MurA kinetic assays

his-MurA was purified like his-CwlM. Reactions with 20 µg/ml of his-MurA, equimolar his-CwlM in the kinase reaction, and varying concentrations of substrate were run as in (Brown et al., 1994). MurA kinetic assays were done with MurA_TB alone in MurA reaction buffer (50 mM Tris pH 8.0, 2 mM Kcl, 2 mM DTT) or with equimolar CwlM_TB in a kinase reaction with His-MBP-PknB_KD. The kinase reactions contained: 202 µg/ml CwlM_TB, 50 µg/ml His-MBP-PknB_KD, 2 mM ATP, 2 mM MnCl₂ and were brought up to 100 µl with Buffer C (20 mM Tris pH 7.5, 150 mM NaCl, 1 mM DTT). Inactive kinase reactions had extra buffer instead of ATP. Kinase reactions were run for 1 hr at room temperature before being added to the MurA reactions. MurA reactions contained: 20 µg/ml MurA and 20.2 µg/ml CwlM in the kinase reaction (1/10 of MurA reaction was CwlM kinase reaction, or buffer for MurA alone kinetics). In MurA reactions with varying PEP, UDP-GlcNac was at 10 mM and PEP concentrations were: 25, 100, 250, 500 and 1000 µM; these reactions were started with the addition of UDP-GlcNAc. In MurA reaction with varying UDP-GlcNac, PEP was at 2 mM and UDP GlcNac concentrations were: 0.5, 1, 3, 5, 8, 10 and 15 mM; these reactions were started with the addition of PEP. 2, 5 and 8 min time points were taken for the MurA + CwlM~P reaction; 5, 15 and 25 min time points were taken for the MurA and MurA +CwlM reactions. At the indicated time point, a 25 µl aliquot of the reaction was removed and quenched in an equal volume of 400 mM KOH. The quenched reactions were spun in Microcon 10 K devices (EMD Millipore, Billerica, MA) and chilled until being injected into the Agilent HPLC. HPLC separation was performed on a MonoQ 5/50 GL anion exchange column (GE Healthcare) with the following protocol: 0.6 ml/min; 2 min of 20 mM tetraethylammonium bicarbonate pH 8.0, an 18 min gradient from 20–500 mM tetraethylammonium bicarbonate pH 8.0, 5 min of 500 mM tetraethylammonium bicarbonate pH 8.0, 5 min of 20 mM tetraethylammonium bicarbonate pH 8.0. The area under the A₂₅₄ curve peak corresponding to EP-UDP-GlcNAc was integrated using Agilent ChemStation software.

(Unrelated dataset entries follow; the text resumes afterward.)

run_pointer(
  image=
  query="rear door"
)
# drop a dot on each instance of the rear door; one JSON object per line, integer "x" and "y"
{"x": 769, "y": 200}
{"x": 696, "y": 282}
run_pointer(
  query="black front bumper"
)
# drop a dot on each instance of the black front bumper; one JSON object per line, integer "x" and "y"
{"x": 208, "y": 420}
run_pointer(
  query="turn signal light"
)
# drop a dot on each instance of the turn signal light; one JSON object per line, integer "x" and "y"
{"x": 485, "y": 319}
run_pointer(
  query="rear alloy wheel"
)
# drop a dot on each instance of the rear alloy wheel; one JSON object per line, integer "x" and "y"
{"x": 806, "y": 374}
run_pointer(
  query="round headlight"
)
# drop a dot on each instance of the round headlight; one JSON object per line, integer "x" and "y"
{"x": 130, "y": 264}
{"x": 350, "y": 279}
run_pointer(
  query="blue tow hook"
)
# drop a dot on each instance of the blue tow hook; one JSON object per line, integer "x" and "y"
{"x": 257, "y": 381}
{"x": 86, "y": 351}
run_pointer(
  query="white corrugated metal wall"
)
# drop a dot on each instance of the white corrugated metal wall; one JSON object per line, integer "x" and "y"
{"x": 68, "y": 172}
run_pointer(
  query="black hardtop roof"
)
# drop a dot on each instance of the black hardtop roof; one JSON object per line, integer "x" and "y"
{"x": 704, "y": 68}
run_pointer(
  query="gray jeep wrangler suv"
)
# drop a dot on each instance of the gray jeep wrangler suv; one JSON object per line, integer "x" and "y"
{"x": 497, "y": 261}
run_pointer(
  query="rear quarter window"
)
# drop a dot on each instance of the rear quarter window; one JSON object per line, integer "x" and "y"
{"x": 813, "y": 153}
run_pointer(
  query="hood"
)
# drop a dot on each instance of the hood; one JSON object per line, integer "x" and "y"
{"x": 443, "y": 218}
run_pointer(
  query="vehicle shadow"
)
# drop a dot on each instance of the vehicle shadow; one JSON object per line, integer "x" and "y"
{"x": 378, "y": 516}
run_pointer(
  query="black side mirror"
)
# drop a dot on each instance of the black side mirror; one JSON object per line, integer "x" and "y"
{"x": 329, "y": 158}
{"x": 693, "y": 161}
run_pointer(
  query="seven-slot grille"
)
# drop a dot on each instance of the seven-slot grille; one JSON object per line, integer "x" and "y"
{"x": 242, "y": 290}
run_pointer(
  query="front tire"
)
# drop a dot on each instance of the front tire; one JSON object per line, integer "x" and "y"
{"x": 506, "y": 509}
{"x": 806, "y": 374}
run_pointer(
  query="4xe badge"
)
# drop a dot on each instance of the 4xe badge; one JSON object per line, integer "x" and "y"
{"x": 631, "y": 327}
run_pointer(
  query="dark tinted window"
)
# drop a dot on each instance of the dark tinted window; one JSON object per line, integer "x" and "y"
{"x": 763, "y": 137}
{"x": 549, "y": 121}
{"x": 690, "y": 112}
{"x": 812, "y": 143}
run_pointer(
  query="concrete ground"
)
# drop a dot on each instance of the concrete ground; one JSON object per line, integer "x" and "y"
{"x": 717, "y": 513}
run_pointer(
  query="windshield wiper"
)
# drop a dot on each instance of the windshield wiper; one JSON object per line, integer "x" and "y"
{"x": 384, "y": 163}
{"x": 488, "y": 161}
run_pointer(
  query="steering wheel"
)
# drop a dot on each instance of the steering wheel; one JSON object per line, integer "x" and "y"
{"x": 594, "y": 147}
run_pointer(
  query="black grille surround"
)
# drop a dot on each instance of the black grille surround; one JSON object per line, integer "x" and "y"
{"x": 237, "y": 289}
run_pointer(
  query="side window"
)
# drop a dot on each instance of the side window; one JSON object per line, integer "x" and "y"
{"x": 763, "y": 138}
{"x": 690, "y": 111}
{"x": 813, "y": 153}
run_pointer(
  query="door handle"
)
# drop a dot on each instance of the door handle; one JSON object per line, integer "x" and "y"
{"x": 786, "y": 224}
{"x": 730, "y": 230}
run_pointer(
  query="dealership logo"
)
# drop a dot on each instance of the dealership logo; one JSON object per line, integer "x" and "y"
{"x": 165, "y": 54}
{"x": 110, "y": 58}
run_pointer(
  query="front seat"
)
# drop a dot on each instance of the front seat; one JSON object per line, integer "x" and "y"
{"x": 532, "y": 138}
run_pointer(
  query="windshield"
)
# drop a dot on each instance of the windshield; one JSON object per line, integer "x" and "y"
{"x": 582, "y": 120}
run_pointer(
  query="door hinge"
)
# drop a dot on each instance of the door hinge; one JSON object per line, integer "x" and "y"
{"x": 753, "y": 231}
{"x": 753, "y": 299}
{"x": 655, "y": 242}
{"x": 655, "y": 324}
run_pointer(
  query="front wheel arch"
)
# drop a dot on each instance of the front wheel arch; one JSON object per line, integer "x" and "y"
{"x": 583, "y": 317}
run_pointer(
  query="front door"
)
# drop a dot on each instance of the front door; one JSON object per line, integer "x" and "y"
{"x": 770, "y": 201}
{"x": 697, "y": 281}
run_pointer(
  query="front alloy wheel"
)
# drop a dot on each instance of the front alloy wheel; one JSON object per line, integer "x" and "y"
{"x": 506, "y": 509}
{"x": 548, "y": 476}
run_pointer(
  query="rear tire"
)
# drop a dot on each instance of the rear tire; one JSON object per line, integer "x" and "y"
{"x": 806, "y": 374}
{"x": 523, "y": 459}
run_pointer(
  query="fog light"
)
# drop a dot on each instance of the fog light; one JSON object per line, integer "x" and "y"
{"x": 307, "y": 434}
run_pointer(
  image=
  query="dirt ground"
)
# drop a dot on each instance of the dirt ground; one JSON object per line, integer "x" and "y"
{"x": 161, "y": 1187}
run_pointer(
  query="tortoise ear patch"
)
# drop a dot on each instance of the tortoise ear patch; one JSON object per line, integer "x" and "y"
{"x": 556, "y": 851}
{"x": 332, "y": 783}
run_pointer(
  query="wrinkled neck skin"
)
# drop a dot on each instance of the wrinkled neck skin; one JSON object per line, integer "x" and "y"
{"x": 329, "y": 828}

Because EP-UDP-GlcNac is not commercially available, we were not able to perform a standard curve of product concentrations to determine the relationship between peak area and product concentration. Instead, we measured the peak area of a range of UDP-GlcNac concentrations, and found that a peak area of 11.73 in the A₂₅₄ curve was consistently equivalent to 1 uM of UDP-GlcNac. Because UDP-GlcNac and EP-UDP-GlcNac differ only in one enol-pyruvyl group, we reasoned that the relationship between A₂₅₄ peak area and concentration should be comparable between these two molecules. We therefore divided the values for peak area for each EP-UDP-GlcNac peak by 11.73 to calculate the approximate µM concentration of EP-UDP-GlcNac. These values were plotted vs. time for each substrate concentration and the rate of product produced vs. time was calculated based on the linear portions of the curves. The resulting rates were plotted against substrate concentration in the curves shown in Figure 5 and Figure 5—figure supplement 1. The peak that corresponds to EP-UDP-GlcNAc was identified because it appeared only when MurA and UDP-GlcNAc were incubated with PEP. The data were fitted to the Michaelis Menten formula using GraphPad Prism.